All of this leads us to the big point about the defensive rating on vs. off numbers. Leonard still has the highest defensive rating of any major rotation Spurs player. The defense is worse when Leonard is on court. That is unassailable. You can explain why that is for a million reasons, but that remains the case. Here’s the big thing, however: this was never about how good a defender Leonard is. No one was arguing that because of those numbers, it shows that Leonard isn’t a good defender. Anyone who watches with any amount of attentiveness, or talks to any player or coach in this league on the subject, knows that Leonard is the best individual perimeter defensive player in the league. There is no debate on this.
(As for whether that makes him the best defender in the league ... well, this is for another time, but it should be noted that you can effectively neutralize Leonard’s defensive impact in a way you cannot with Draymond Green or Rudy Gobert. That’s not about Leonard’s ability, it’s about his impact. Different questions.)
Leonard combines those insane octopi he calls hands with otherworldly anticipation. Here he bodies Andrew Wiggins, anticipates Wiggins going back middle, and times the swipe just right. Leonard has effectively learned to just shut down pocket passes. You cannot run it vs. him in the side pick and roll, or this happens. And there just aren’t many players who can shut down a 2-on-1 fastbreak like this, and then create a steal to boot.

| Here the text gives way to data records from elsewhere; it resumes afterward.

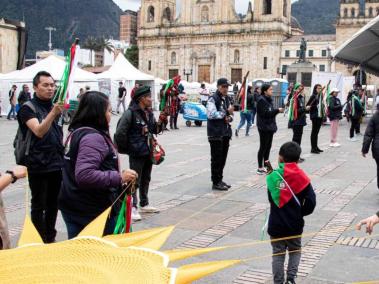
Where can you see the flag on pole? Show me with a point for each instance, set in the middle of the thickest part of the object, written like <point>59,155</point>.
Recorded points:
<point>65,89</point>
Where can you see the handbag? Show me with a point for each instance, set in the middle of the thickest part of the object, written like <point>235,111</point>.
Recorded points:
<point>157,153</point>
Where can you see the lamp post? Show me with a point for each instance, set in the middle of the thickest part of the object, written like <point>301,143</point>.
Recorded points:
<point>50,29</point>
<point>187,73</point>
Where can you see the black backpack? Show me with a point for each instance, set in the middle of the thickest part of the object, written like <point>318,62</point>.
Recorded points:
<point>22,142</point>
<point>121,136</point>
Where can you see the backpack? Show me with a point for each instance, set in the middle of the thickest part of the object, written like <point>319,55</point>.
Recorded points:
<point>22,143</point>
<point>121,137</point>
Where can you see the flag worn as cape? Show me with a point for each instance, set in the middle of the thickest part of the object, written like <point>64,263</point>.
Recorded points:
<point>285,182</point>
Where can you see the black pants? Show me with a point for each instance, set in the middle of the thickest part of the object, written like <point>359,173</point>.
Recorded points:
<point>316,126</point>
<point>297,133</point>
<point>355,126</point>
<point>173,121</point>
<point>143,166</point>
<point>265,138</point>
<point>45,188</point>
<point>377,172</point>
<point>219,154</point>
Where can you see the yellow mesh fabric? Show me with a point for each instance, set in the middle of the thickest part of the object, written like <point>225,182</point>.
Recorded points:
<point>83,260</point>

And he routinely does this, just flat-out taking the ball away from other players. He’s a bully on the playground.
Leonard is the best defensive player of the candidates, by far. LeBron James’ Cavaliers have a bottom-10 defense, and even with James on the court, their defensive rating is eight points worse than the Spurs’ with Leonard on the court. That’s an important element here. Yes, the Spurs’ defense is better with Leonard on the bench, but when he’s on the court, their defense is still better than any of the other’ candidates’ defensive ratings.

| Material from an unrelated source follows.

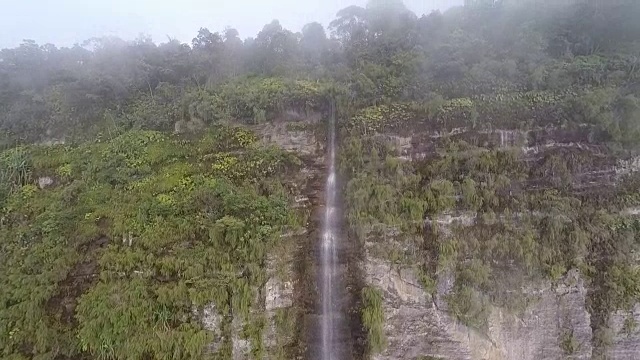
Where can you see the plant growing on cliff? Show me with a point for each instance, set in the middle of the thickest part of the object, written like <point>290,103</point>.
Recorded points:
<point>373,319</point>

Leonard winning MVP would value wins above all else. There’s no sexy narrative to latch onto Leonard, because the man doesn’t speak. Ever. The Spurs decline all opportunities to campaign for him. He goes out, plays hard, plays great, goes home. (And presumably sits in the dark waiting for the next basketball game with his eyes wide open. At least that’s how I envision him.)
He plays the right way. He’s the best player on the second-best team in the league. He’s the most complete two-way player in the league. He doesn’t average a triple-double or operate the most wondrous offense in the league. He wins games. That’s his MVP argument, and it makes him more than worthy of the MVP.